Friday, September 26, 2008

#1 - "The Thin Man" by Dashiell Hammett

Every year the city of Denver picks a novel for "One Book, One Denver." The city chooses a book, encourages the population to read it, and organizes events themed around the novel. I have no idea how many Denver city dwellers actually read the book, but I like the idea of trying to create a common experience among such a large, relatively diverse population. So when I discovered that The Thin Man by Dashiell Hammett was the novel, I immediately grabbed it from the library and read it through.
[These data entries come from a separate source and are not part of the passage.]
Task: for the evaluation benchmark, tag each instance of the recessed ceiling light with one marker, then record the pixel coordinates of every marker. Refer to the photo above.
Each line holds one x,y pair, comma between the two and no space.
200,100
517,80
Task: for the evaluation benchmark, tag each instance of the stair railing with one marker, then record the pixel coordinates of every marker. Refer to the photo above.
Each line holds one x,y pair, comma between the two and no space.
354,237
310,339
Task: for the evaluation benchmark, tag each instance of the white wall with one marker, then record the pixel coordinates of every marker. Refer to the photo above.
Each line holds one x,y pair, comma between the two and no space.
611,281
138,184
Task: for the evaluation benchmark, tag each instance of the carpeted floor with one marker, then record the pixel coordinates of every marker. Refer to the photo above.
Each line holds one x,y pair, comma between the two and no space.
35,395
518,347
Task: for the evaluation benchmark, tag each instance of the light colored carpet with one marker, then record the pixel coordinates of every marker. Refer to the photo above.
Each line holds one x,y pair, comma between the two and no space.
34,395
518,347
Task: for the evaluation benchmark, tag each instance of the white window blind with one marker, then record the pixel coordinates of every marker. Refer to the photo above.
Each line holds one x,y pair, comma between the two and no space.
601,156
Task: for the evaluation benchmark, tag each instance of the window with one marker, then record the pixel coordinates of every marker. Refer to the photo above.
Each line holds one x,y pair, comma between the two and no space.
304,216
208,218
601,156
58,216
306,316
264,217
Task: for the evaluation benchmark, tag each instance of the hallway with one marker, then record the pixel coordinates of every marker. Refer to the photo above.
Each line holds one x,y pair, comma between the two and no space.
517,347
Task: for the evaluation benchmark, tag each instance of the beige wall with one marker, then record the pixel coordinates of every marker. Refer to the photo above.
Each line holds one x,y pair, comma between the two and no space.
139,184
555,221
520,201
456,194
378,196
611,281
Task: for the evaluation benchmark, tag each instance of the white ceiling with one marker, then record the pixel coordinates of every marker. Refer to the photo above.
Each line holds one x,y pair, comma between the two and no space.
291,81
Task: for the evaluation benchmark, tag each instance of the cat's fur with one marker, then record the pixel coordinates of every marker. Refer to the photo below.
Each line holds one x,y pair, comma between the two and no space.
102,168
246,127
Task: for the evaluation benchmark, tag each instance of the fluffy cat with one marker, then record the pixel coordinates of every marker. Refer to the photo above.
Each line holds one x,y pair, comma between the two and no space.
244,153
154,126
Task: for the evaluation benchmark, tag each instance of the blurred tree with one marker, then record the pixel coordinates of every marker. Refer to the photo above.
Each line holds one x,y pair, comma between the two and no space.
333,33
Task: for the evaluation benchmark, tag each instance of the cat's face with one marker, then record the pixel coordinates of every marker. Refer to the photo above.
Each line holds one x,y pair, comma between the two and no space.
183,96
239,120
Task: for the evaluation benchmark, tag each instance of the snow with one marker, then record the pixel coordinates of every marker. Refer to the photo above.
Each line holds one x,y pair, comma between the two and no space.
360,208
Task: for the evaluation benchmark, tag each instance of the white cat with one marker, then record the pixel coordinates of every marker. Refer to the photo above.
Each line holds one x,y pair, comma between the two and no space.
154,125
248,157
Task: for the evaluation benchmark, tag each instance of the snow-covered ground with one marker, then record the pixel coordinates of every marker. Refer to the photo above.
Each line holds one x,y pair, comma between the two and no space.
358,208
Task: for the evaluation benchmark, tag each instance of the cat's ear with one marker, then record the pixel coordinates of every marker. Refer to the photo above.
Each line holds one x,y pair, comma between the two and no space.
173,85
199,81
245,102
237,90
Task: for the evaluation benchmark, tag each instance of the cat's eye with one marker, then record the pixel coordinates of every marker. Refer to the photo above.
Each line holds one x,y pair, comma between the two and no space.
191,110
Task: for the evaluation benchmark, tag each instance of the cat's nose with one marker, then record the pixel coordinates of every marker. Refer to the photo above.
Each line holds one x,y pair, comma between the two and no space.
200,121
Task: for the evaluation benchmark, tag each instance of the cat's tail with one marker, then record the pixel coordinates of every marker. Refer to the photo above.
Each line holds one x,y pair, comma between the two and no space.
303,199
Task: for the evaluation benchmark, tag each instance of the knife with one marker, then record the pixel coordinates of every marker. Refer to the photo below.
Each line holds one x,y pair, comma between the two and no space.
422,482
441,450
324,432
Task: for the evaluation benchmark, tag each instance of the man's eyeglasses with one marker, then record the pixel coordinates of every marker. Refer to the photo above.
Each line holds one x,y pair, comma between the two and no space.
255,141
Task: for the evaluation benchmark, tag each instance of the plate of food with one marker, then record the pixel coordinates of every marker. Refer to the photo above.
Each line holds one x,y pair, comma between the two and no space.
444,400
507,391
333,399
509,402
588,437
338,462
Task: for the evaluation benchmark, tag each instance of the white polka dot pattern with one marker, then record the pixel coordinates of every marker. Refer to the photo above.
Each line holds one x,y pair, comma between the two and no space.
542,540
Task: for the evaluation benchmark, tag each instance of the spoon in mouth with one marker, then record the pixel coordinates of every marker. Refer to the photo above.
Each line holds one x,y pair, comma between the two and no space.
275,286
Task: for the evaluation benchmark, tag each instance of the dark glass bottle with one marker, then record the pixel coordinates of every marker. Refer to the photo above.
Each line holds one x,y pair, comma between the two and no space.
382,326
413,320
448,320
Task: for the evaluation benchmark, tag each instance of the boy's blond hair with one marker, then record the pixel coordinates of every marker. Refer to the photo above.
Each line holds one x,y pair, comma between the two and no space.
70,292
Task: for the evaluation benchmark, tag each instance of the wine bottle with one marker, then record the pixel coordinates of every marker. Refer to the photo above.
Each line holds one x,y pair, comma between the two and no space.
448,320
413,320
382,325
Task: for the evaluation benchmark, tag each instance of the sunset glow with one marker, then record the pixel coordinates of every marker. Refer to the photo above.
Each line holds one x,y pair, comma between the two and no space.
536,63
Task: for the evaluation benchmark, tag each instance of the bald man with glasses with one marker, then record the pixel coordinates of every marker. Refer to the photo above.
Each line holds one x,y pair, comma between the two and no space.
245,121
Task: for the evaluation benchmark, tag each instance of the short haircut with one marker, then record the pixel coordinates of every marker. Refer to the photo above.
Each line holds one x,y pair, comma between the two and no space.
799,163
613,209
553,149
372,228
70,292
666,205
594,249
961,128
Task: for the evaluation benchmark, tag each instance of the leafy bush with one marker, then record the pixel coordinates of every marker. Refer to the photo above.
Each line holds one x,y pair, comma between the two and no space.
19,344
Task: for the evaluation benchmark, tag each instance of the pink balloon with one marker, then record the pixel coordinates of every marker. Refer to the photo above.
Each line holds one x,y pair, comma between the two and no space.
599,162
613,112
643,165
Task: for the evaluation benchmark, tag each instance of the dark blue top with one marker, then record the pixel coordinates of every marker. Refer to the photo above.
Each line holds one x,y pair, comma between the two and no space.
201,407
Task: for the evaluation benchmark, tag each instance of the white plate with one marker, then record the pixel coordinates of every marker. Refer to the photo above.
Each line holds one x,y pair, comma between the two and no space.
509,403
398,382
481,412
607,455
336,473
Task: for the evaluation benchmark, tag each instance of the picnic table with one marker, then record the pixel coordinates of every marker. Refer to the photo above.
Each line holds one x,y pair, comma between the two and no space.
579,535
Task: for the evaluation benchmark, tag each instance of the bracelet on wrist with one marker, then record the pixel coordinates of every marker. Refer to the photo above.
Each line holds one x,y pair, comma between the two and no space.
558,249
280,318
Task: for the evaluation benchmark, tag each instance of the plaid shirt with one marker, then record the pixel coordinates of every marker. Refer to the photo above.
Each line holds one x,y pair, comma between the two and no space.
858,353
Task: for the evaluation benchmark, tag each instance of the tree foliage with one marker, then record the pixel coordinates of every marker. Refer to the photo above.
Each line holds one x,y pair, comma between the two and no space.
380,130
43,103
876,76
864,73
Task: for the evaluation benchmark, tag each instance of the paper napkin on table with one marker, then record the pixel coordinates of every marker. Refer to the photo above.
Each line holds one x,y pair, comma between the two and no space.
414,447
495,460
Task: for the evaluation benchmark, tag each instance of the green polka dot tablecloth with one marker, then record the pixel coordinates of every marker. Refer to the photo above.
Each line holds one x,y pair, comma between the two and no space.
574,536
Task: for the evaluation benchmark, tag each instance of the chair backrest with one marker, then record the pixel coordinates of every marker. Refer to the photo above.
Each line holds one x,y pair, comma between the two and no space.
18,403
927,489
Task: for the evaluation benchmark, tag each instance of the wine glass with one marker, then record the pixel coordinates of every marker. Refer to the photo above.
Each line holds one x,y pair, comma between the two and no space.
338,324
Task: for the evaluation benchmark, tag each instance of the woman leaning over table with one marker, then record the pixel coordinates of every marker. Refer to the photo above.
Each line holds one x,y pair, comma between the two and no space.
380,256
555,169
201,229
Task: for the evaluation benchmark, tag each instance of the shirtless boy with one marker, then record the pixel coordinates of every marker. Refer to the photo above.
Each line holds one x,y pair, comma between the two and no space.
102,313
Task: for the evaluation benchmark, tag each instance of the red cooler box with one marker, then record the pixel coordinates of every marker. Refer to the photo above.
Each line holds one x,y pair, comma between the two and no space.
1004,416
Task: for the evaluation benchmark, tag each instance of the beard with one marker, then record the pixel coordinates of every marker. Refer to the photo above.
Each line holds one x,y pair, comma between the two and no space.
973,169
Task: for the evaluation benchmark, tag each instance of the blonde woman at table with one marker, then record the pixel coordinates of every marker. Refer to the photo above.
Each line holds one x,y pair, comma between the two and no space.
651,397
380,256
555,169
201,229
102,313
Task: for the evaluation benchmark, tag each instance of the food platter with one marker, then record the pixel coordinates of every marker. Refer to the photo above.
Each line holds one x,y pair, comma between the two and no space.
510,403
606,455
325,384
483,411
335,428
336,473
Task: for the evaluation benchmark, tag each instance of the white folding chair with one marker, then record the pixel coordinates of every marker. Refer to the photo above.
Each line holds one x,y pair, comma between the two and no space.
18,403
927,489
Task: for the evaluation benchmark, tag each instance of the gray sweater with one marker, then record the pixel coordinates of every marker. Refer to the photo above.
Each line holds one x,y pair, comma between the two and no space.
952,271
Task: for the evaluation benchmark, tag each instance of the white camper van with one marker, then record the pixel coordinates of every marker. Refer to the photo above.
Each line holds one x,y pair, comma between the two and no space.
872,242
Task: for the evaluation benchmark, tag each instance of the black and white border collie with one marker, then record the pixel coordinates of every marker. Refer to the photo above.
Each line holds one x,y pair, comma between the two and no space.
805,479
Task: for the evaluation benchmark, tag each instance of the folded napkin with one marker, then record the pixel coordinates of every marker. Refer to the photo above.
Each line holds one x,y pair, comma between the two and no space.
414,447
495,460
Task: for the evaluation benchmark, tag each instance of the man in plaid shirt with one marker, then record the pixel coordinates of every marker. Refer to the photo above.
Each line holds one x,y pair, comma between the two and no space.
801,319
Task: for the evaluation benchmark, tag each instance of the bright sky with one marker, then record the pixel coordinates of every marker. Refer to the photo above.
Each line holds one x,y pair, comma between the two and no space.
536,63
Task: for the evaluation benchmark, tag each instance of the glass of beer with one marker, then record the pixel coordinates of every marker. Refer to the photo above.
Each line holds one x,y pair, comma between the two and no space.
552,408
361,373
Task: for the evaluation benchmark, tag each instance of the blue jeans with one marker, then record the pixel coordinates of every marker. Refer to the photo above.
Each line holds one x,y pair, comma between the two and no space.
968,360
The One Book, One Denver program was started in 2004, and I've only read one other "Denver" book, The Milagro Beanfield War and the choice from 2006 (which I will most likely write about at some later point because I enjoyed it so much). Even if I had read all five books from this program, I doubt I would find any kind of common theme. However, I was surprised that the book chosen was written in 1934 and the author is no longer alive, since the city's stated policy is to choose books where the author might be able to participate in some of the events.

To sum things up quickly, the story is about Nick and Nora Charles, a wealthy and married couple hanging out in New York City for Christmas and New Years. Nick had been a private investigator before he married into money, and he manages to solve a murder by the end of their stay and the end of the novel.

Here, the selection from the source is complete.